A brief reflection on Jehane Noujaim’s “The Square”
Here’s the problem with The Square, Jehane Noujaim’s documentary about Egypt. Because it decides to forgo explaining all but the most basic politics of Egypt and chooses instead to focus on the drama of Tahrir Square, it misses the biggest story of all: that those same political forces turned many of the same revolutionaries into counterrevolutionaries and relegated the rest to prison or irrelevance.

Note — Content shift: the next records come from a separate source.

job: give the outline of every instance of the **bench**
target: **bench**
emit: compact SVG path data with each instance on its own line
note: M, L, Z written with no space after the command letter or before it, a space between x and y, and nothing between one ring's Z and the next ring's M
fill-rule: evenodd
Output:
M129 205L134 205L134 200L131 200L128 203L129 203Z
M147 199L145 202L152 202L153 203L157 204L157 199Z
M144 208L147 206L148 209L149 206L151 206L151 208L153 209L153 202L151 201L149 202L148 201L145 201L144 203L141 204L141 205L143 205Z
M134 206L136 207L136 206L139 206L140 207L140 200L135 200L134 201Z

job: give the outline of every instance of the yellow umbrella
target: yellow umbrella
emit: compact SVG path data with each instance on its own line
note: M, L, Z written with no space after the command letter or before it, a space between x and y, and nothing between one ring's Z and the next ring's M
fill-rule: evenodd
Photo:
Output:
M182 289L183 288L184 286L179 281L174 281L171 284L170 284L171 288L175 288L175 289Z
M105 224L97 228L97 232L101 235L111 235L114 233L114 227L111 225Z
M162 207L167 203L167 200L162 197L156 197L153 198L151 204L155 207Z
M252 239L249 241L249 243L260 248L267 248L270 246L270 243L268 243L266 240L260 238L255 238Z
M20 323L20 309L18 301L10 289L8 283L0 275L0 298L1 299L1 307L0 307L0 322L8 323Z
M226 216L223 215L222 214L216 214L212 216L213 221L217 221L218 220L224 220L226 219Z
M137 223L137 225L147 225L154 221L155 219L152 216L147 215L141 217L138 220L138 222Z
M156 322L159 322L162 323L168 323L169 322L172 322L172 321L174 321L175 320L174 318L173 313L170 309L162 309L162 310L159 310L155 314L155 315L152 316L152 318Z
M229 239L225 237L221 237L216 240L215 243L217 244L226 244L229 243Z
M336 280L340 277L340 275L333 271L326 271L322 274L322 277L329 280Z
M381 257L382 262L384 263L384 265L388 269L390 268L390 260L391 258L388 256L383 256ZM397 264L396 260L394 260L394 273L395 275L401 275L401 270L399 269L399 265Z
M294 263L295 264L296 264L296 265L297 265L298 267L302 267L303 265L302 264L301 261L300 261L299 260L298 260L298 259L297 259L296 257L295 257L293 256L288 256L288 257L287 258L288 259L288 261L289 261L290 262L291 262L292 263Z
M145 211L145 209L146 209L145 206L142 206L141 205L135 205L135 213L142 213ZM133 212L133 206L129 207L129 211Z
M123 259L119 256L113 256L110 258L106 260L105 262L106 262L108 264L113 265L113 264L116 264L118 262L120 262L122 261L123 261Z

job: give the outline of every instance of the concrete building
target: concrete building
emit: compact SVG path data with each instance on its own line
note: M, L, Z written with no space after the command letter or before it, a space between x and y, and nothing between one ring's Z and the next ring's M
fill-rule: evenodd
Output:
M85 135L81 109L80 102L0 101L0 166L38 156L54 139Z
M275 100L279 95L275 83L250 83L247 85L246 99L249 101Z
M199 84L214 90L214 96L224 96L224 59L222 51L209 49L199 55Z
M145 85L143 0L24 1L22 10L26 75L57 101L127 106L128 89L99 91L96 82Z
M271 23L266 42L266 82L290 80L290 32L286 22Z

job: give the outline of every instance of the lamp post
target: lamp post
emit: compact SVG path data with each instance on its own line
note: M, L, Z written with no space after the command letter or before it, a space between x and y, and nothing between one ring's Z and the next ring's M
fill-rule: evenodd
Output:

Ahmed is a great character, of course, while Magdy, of the Muslim Brotherhood, just looks confused most of the time. (Are we supposed to sympathize with him because we know what he doesn’t know about himself, namely, that he’s more of a liberal than a Brother?) While the film signposts many of the main events over the last three years, it doesn’t sufficiently investigate the confusion, the exhaustion, the suspicion, the bewilderment, the creativity, the love, the hope, the paranoia, the betrayal, the alliances, the solidarities, the lost friendships, the hatreds, the found friendships, the despair, and really the numbness that comes with the paroxysms of trying to hold on to a revolution, and knowing less and less what that means, over the span of some three years.
The film’s leitmotif is perseverance, which will play well to audiences in the United States. But in Egypt, the arc of the last three years bends to something more tragic, and far more grim.